According to the first method, device location numbers are imprinted using photolithography and wafer identification numbers are imprinted by laser marking. The first method is explained below with reference to the flowchart of FIG. 11. According to the first method, initially, a predetermined base is coated with a resist to form a resist layer (step S201). Then, using a mask having a pattern of a device location number drawn thereon, this resist layer is exposed in a batch to light for forming a latent image of the device location number (step S202). After the exposure, the resist layer is developed to form a patterned resist layer (step S203). Thereafter, the patterned resist layer may be entirely left unremoved so as to express the device location number with this patterned resist layer. Alternatively, using the patterned resist layer as a mask, the base of the patterned resist layer may be etched by ion milling or the like to imprint the device location number thereon. Then, a wafer identification number is entered to a laser marking apparatus (step S204). Subsequently, using the laser marking apparatus, the wafer identification number is imprinted by means of a laser beam, that is, laser marking is performed (step S205).
The second method employs laser marking to imprint wafer identification numbers and device location numbers. Now, the second method will be explained below with reference to the flowchart of FIG. 12. According to the second method, a wafer identification number is entered to a laser marking apparatus (step S211). Then, using the laser marking apparatus, a wafer identification number and a device location number are imprinted by means of a laser beam, that is, laser marking is performed (step S212). The device location number is generated in the laser marking apparatus by means of software, for example, so as to correspond to the thin-film device to be imprinted therewith.
The aforementioned first and second methods are described, for example, in Published Unexamined Japanese Patent Application (KOKAI) No. Hei 9-50606.
FIG. 13 is an explanatory view illustrating an exemplary configuration of the laser marking apparatus employed in the aforementioned first and second methods. The laser marking apparatus has an X-Y stage 302, on which a wafer 301 is to be placed, capable of moving in X and Y directions that are orthogonal to each other.
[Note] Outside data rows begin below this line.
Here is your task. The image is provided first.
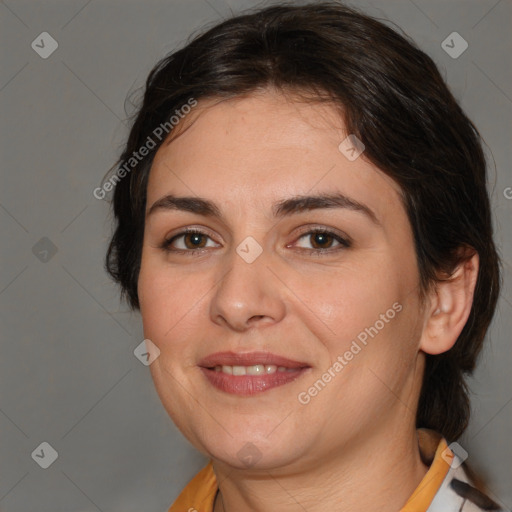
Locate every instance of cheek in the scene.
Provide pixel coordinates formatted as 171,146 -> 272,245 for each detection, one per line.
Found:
138,257 -> 206,351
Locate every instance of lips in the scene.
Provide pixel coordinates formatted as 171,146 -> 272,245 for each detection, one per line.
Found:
199,352 -> 310,396
199,352 -> 309,368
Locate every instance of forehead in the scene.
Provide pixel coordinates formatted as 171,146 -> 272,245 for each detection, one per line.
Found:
147,91 -> 403,223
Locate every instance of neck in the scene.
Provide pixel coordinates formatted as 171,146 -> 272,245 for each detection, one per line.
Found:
213,424 -> 428,512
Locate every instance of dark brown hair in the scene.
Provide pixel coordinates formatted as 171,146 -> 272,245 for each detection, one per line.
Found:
106,2 -> 500,440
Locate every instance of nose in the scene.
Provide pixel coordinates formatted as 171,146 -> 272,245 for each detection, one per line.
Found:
210,244 -> 286,332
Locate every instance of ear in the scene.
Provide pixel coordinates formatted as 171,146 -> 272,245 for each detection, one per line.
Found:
420,252 -> 479,355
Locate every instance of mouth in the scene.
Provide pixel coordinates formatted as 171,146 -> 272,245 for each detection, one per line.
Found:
199,352 -> 311,396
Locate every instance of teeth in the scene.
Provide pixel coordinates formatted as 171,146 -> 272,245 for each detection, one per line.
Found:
215,364 -> 295,376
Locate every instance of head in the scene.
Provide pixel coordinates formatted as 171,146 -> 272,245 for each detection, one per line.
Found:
107,2 -> 499,465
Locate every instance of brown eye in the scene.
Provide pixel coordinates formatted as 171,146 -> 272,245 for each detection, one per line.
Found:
161,229 -> 217,253
309,233 -> 334,249
183,233 -> 207,249
294,228 -> 351,254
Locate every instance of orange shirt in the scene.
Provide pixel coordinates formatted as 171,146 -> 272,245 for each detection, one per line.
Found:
169,429 -> 453,512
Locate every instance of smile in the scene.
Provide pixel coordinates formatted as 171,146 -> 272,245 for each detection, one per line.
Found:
199,352 -> 310,396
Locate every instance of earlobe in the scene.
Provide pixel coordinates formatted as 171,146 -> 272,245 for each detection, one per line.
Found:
420,253 -> 479,355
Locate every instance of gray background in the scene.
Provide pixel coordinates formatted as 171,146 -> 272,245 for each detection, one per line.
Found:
0,0 -> 512,512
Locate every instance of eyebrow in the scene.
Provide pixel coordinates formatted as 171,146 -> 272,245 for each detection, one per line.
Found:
146,193 -> 380,225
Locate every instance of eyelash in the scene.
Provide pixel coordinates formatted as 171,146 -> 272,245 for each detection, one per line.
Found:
160,228 -> 352,256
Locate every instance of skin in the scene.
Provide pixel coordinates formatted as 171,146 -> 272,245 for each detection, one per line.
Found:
138,89 -> 478,512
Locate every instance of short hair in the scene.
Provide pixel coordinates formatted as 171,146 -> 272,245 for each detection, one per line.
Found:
106,2 -> 500,440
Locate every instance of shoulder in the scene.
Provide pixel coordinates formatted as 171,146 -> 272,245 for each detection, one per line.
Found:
427,455 -> 505,512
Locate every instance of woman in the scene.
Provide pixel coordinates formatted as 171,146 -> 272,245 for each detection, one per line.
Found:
103,3 -> 499,512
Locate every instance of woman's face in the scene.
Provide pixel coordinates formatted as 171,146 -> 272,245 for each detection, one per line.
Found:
138,91 -> 423,469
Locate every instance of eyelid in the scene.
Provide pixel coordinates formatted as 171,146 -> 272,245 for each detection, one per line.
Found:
160,225 -> 352,255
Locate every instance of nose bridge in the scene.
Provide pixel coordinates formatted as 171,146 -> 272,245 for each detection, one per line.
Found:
210,241 -> 285,330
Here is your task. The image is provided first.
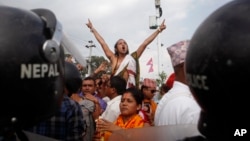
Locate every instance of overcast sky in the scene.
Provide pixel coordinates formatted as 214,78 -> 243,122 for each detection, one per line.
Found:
0,0 -> 231,78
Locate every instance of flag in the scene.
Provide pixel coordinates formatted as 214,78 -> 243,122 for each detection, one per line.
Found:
147,57 -> 154,73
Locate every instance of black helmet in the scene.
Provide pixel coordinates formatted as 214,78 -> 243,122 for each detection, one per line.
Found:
186,0 -> 250,138
0,6 -> 64,133
65,62 -> 82,96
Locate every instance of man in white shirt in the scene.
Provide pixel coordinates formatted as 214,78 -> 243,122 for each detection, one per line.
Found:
155,40 -> 200,126
101,75 -> 127,122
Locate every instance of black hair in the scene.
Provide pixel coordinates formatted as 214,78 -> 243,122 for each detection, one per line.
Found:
110,75 -> 127,95
123,87 -> 144,105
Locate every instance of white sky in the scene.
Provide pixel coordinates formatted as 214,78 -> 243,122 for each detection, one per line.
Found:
0,0 -> 231,78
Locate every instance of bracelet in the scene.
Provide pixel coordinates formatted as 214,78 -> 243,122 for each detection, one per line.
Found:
90,27 -> 94,33
157,28 -> 161,32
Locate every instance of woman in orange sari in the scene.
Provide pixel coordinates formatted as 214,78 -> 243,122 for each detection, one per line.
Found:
95,88 -> 150,141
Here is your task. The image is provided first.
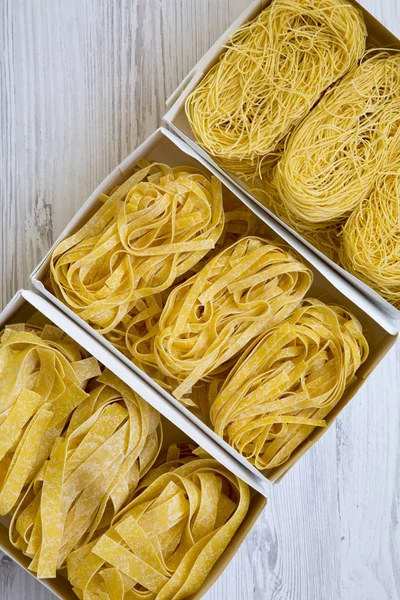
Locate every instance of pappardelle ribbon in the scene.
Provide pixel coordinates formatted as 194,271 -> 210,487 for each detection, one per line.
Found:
67,445 -> 250,600
0,316 -> 101,515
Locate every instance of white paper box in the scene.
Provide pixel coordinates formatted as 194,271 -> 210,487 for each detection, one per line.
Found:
31,129 -> 396,482
163,0 -> 400,331
0,290 -> 266,600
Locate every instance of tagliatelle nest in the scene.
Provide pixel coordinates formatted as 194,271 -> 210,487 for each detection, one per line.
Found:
210,300 -> 368,469
154,237 -> 312,399
50,163 -> 224,333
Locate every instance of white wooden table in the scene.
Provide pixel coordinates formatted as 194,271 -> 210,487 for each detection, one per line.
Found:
0,0 -> 400,600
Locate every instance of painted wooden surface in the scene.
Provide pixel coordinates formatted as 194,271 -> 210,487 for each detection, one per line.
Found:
0,0 -> 400,600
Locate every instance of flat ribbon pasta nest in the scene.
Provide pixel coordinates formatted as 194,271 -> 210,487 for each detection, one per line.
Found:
154,237 -> 312,399
210,299 -> 368,469
186,0 -> 366,178
50,163 -> 224,333
67,446 -> 250,600
106,204 -> 267,396
0,316 -> 101,515
10,371 -> 162,578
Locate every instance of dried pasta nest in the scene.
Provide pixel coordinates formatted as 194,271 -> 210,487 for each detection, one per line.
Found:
68,445 -> 250,600
210,299 -> 368,469
186,0 -> 366,178
154,237 -> 312,399
50,163 -> 224,333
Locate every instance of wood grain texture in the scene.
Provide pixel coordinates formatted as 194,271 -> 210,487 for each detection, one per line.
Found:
0,0 -> 400,600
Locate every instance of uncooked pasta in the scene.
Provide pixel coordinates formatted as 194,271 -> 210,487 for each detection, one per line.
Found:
274,52 -> 400,227
50,163 -> 224,333
210,299 -> 368,469
10,371 -> 162,578
340,129 -> 400,309
68,445 -> 250,600
186,0 -> 366,178
154,237 -> 312,399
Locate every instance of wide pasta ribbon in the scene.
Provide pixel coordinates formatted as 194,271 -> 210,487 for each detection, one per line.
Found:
106,205 -> 267,408
67,446 -> 250,600
274,52 -> 400,227
50,162 -> 224,333
10,371 -> 162,578
186,0 -> 367,179
0,317 -> 101,515
154,237 -> 312,399
210,299 -> 368,469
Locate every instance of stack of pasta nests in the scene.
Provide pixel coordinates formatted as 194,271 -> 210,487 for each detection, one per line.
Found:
48,152 -> 368,476
0,313 -> 250,600
186,0 -> 400,308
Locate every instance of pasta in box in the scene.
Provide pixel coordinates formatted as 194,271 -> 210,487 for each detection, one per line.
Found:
164,0 -> 400,331
0,291 -> 266,600
32,130 -> 396,494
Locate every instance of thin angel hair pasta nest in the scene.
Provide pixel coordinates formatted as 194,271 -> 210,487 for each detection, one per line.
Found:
273,52 -> 400,227
340,127 -> 400,309
50,163 -> 224,333
210,299 -> 368,469
154,237 -> 312,399
186,0 -> 366,178
68,446 -> 250,600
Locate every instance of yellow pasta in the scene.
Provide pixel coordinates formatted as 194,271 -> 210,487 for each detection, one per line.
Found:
50,163 -> 224,333
252,183 -> 343,263
340,128 -> 400,309
210,299 -> 368,469
186,0 -> 366,178
0,318 -> 101,515
67,446 -> 250,600
10,371 -> 162,578
274,52 -> 400,226
154,237 -> 312,399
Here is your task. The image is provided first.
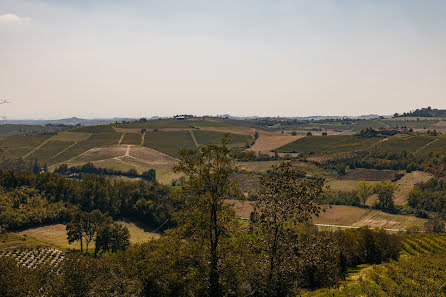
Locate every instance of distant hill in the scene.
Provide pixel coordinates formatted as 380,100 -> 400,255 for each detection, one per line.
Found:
5,117 -> 135,126
394,106 -> 446,118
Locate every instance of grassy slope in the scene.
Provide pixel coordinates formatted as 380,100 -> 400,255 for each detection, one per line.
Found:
16,221 -> 159,250
193,130 -> 253,147
28,140 -> 74,163
377,135 -> 434,152
51,130 -> 121,164
122,133 -> 142,145
0,134 -> 55,159
144,130 -> 195,158
277,135 -> 380,153
303,234 -> 446,297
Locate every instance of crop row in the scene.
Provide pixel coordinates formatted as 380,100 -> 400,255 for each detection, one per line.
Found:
0,248 -> 65,271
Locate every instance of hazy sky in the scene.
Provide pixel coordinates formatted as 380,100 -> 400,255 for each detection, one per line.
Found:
0,0 -> 446,118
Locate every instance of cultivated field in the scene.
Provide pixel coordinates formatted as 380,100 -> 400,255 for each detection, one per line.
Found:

The apparatus further has an X-direction position controller 303 for controlling the position of the X-Y stage 302 in the X direction, and a Y-direction position controller 304 for controlling the position of the X-Y stage 302 in the Y direction. The laser marking apparatus further has a laser beam source 305 for emitting a laser beam, a lens 306 for condensing the laser beam emitted from the laser beam source 305, and a mirror 307 for reflecting the laser beam condensed by the lens 306 to irradiate the wafer 301 on the X-Y stage 302 with the reflected laser beam. The laser marking apparatus further has a controller 308 for controlling the X-direction position controller 303, the Y-direction position controller 304, and the laser beam source 305, and has a storage device 309 connected to the controller 308. The storage device 309 stores the position in the wafer 301 to imprint information thereon, and the information to be imprinted on the wafer 301, and provides the controller 308 with these pieces of information as appropriate.
In accordance with the information stored in the storage device 309, the controller 308 of the laser marking apparatus shown in FIG. 13 allows the wafer 301 to be irradiated with the laser beam emitted from the laser beam source 305 while controlling the X-direction position controller 303 and the Y-direction position controller 304 to vary the position of the X-Y stage 302 and the wafer 301 placed thereon. This makes it possible to imprint the wafer identification number and the device location number at the predetermined position on each thin-film device in the wafer 301. Instead of varying the position of the X-Y stage 302 and the wafer 301, the laser beam may be moved by moving mirror 307, for example.
In both the first and second methods, at least wafer identification numbers are imprinted by laser marking, on the thin-film devices of a wafer one by one. Accordingly, there is a problem that much time is required for imprinting the information including the wafer identification number, and the time required for imprinting the information would increase as the number of thin-film devices on a wafer increases. In particular, in the case where the thin-film device is a thin-film magnetic head, the size of a wafer tends to increase while the thin-film device decreases in size. For this reason, it is conceivable that the number of thin-film devices in a wafer will become greater in the future and the time required for imprinting information such as wafer identification numbers per wafer will increase accordingly.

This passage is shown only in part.